Wow. Where to begin? I daresay most of the articles, essays, and books I have read and agreed with were written by people outside my Baptist denomination. The principle impetus for my dissertation work and subsequent interest in Christian spirituality was Jesus and the Spirit by James D. G. Dunn (“a Methodist with Baptist leanings and Pentecostal interests”). Mennonite John Driver’s Radical Faith: An Alternative History of the Christian Church was a great validation of some of the free-church values I have somehow managed to hold onto over the years. I’ve also greatly appreciated the writings of N. T. Wright (an Anglican bishop) and Thomas Oden (a Methodist theologian).
For purposes of this blog, I’ll limit myself to one book—not because it has been more influential than others but because it is in itself a wonderful example of a Christian interacting deeply and respectfully with a variety of traditions. Morton Kelsey’s Healing and Christianity is a primer on the Christian theology and practice of divine healing. First published in 1973, I picked up the updated 1995 edition (at a Catholic bookstore!) back in the late 1990s. A Jungian psychologist, Kelsey has written extensively on the intersection between the Bible, psychology, and spiritual experiences many would label “charismatic.” Nevertheless, he was an Episcopalian priest of a decidedly liberal flavor. Some anti-cult sites even label him a New Ager. If he was, I’m sure he would turn flips in his grave to know that his writings have probably done more to turn me toward Rome and Constantinople for spiritual wisdom than just about anything else!
The book is part church history lesson, part philosophical treatise, and part practical primer in how to have a healing ministry in any church. It takes questions of worldview quite seriously, arguing that churches in the modern (and now postmodern) world need to be able to talk about divine healing in language that makes sense to people today. He faults nearly all modern theological systems from dispensationalism to classical liberalism for failing to handle the New Testament testimony about healing responsibly, while at the same time chastising the Pentecostal movement for its naïve, quasi-magical reading of the biblical texts.

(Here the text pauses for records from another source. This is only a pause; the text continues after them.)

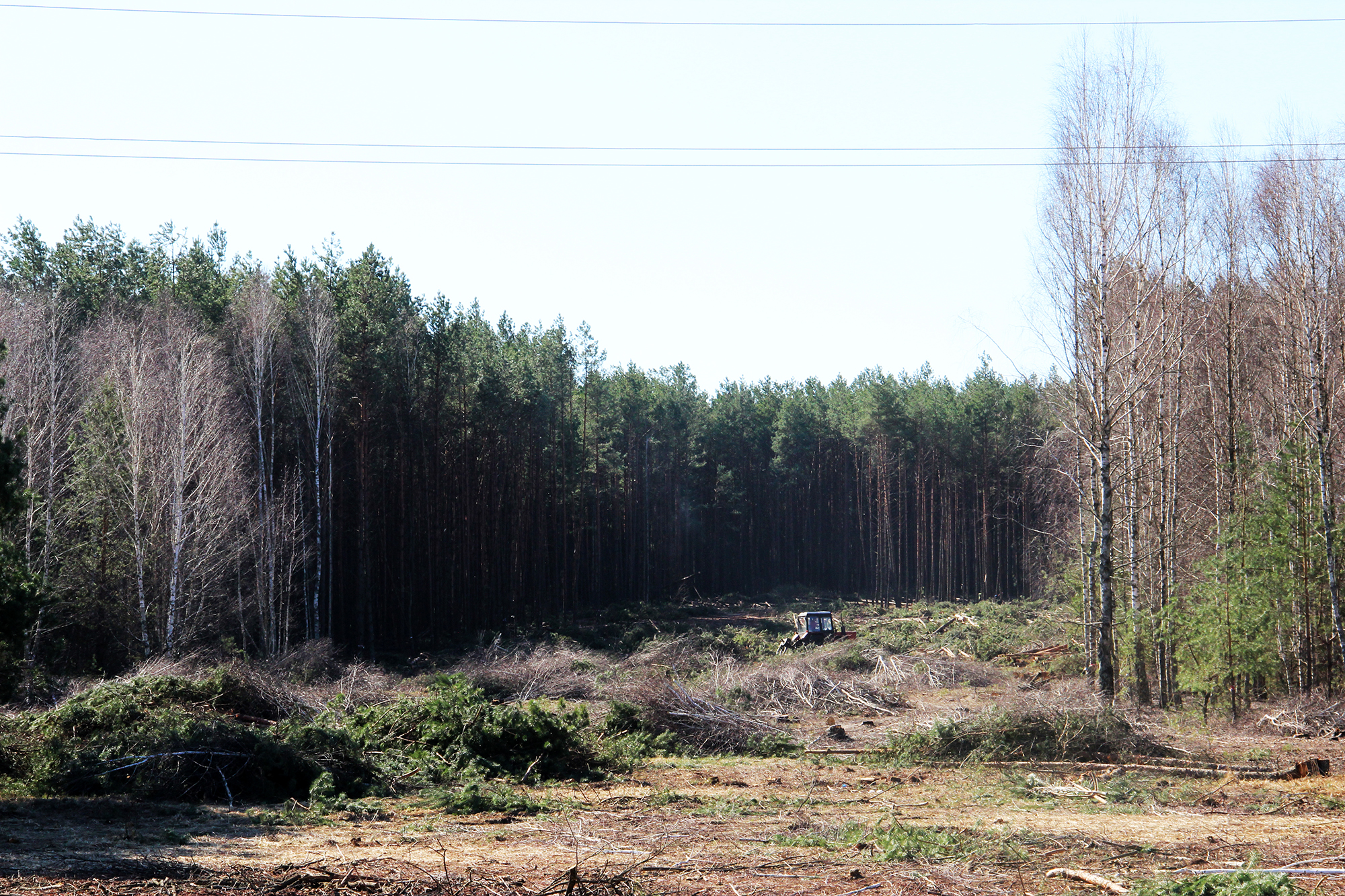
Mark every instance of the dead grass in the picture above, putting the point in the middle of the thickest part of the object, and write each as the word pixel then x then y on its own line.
pixel 524 670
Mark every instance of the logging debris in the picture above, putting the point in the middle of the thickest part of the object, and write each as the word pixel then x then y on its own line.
pixel 1089 877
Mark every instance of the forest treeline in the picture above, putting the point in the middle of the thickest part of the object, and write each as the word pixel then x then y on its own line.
pixel 217 450
pixel 1199 295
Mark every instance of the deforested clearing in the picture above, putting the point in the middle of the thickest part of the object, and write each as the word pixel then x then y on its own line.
pixel 696 763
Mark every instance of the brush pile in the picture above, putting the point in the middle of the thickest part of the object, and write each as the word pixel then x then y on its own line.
pixel 527 671
pixel 1040 733
pixel 704 724
pixel 1308 719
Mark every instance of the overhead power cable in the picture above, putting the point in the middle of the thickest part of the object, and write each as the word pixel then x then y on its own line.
pixel 650 165
pixel 675 24
pixel 595 149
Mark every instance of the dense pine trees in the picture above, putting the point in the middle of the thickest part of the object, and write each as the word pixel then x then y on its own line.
pixel 217 450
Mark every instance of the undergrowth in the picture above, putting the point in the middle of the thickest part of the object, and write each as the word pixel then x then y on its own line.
pixel 1247 883
pixel 1035 733
pixel 896 841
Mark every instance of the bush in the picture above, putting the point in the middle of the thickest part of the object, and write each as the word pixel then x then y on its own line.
pixel 157 737
pixel 1040 733
pixel 1234 884
pixel 458 731
pixel 626 739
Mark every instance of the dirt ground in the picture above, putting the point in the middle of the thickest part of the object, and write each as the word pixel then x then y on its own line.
pixel 727 826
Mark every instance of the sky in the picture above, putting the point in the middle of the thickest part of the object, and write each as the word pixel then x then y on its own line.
pixel 739 272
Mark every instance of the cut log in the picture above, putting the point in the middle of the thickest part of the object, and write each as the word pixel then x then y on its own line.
pixel 1089 877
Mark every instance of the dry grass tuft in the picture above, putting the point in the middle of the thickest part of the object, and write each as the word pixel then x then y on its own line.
pixel 524 670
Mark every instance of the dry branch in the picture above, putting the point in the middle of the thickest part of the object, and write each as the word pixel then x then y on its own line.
pixel 1087 877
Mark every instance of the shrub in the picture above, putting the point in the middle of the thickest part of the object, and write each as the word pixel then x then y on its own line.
pixel 1234 884
pixel 1039 733
pixel 157 737
pixel 457 731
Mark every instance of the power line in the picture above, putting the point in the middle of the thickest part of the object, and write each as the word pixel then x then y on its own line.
pixel 580 149
pixel 638 22
pixel 650 165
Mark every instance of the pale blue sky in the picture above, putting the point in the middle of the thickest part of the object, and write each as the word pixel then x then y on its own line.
pixel 739 272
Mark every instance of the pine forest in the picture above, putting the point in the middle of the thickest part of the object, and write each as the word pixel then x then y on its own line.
pixel 212 450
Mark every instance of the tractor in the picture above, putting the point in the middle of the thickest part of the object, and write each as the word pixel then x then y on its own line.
pixel 814 627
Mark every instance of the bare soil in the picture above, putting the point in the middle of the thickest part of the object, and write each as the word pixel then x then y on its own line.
pixel 719 826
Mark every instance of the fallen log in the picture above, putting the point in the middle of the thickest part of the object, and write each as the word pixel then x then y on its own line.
pixel 1089 877
pixel 1301 770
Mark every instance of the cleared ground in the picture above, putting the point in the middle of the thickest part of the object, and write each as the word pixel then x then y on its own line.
pixel 730 825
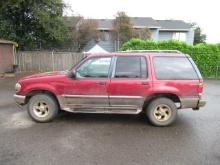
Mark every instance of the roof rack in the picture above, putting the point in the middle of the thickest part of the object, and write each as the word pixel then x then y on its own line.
pixel 154 51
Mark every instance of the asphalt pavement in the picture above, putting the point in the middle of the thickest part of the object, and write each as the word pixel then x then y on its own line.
pixel 96 139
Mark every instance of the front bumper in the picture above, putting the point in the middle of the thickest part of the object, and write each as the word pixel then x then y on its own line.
pixel 194 102
pixel 19 99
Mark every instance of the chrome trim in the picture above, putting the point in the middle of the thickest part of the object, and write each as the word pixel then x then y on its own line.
pixel 194 102
pixel 86 96
pixel 19 99
pixel 106 110
pixel 97 104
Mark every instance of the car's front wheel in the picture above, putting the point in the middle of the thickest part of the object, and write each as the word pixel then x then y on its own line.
pixel 42 108
pixel 161 112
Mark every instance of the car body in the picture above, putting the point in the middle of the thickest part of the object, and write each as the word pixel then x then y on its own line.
pixel 118 82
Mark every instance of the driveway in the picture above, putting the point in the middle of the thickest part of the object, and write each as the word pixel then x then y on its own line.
pixel 87 139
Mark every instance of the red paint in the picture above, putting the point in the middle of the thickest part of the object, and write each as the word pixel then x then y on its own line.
pixel 59 83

Kelsey’s theological commitments and clinical training might suggest he would have a general disdain for the likes of John Wimber, Agnes Sanford, and other proponents of old-time Pentecostal-style healing ministries. In fact, he interacts with them and many others in Healing and Christianity, often quoting them positively for their contributions to the practice of Christian healing. At one point, he even suggests that readers of a more conservative persuasion might profitably pick up a copy of Wimber’s Power Healing! At the same time, he deals intelligently with the writings of Barth, Bultmann, Aquinas, and Augustine.

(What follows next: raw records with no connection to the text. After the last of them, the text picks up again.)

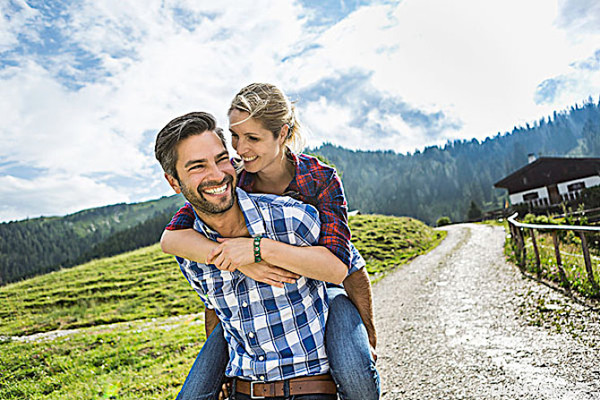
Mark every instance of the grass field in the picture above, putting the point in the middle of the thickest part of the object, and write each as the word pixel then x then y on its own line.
pixel 135 319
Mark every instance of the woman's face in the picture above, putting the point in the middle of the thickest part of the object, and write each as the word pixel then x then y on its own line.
pixel 255 144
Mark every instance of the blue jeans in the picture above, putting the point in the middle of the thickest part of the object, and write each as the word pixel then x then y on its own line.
pixel 347 345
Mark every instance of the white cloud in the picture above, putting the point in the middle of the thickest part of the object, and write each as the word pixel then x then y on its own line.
pixel 147 62
pixel 52 194
pixel 14 17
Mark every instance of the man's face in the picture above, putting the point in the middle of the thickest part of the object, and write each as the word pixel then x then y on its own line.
pixel 206 177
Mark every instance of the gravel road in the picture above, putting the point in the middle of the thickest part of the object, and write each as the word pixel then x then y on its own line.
pixel 462 323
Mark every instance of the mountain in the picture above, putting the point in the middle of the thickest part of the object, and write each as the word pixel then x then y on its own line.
pixel 439 181
pixel 444 180
pixel 36 246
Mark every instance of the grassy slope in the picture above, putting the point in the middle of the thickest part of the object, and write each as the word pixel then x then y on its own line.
pixel 134 359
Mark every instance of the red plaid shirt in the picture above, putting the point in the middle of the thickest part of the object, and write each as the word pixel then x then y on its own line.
pixel 316 184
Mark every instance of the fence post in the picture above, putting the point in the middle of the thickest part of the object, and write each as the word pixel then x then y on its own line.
pixel 588 262
pixel 536 251
pixel 561 271
pixel 523 250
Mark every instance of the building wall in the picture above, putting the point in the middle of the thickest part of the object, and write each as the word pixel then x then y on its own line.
pixel 590 181
pixel 517 198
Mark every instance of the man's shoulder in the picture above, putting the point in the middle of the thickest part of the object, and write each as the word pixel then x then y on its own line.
pixel 284 203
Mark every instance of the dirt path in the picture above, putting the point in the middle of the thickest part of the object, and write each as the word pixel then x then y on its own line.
pixel 461 323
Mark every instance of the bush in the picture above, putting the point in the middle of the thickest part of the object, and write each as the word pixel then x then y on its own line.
pixel 443 221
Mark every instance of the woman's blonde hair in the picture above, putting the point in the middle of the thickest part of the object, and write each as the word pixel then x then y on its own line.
pixel 269 105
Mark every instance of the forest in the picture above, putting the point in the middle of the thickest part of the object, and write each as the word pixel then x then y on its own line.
pixel 438 181
pixel 444 180
pixel 41 245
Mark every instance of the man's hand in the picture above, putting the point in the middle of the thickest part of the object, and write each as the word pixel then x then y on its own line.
pixel 373 353
pixel 269 274
pixel 231 254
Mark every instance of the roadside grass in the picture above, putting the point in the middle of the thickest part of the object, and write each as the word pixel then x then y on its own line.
pixel 127 347
pixel 136 285
pixel 387 242
pixel 572 261
pixel 133 360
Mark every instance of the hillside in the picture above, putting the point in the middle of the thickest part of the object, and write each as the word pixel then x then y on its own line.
pixel 439 181
pixel 137 337
pixel 36 246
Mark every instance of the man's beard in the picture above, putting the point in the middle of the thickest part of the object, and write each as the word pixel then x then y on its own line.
pixel 201 204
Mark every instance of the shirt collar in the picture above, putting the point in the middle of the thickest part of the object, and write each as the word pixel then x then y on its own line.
pixel 254 221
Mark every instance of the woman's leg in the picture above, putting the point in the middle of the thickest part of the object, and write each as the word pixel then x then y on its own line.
pixel 348 350
pixel 207 374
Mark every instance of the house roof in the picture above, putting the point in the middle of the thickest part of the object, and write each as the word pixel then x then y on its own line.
pixel 547 171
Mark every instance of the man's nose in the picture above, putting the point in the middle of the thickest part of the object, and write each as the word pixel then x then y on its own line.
pixel 241 146
pixel 215 173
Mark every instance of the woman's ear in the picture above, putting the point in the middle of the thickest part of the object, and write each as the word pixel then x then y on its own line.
pixel 283 134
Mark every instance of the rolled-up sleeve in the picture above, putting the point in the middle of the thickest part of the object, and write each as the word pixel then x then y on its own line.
pixel 183 219
pixel 333 212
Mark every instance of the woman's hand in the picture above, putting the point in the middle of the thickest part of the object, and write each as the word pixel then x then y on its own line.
pixel 231 254
pixel 269 274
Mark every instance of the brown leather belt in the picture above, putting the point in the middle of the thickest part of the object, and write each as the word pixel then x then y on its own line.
pixel 321 384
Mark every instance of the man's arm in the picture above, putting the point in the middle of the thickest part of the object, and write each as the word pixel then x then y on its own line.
pixel 315 262
pixel 358 288
pixel 210 321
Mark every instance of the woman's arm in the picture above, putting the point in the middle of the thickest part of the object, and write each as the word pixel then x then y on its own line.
pixel 187 243
pixel 315 262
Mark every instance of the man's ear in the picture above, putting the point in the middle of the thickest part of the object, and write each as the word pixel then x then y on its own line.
pixel 173 182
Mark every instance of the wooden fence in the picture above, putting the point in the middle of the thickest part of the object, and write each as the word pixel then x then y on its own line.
pixel 518 229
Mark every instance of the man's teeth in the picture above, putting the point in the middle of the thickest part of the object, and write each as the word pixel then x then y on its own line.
pixel 218 190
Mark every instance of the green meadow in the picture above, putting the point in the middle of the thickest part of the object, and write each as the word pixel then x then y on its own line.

How has this book changed my understanding of the divisions in Christianity? First, it expanded my horizons by allowing me to find common ground with whole swaths of Christian tradition—both charismatic and sacramental—about which before I had been mostly ignorant. Second, it helped me to articulate my own beliefs about divine healing and why it is an important aspect of following Jesus, the Great Physician. Third, it challenged my assumptions about what a “Christian worldview” might look like by showing me how it might actually make sense to believe that God still heals today.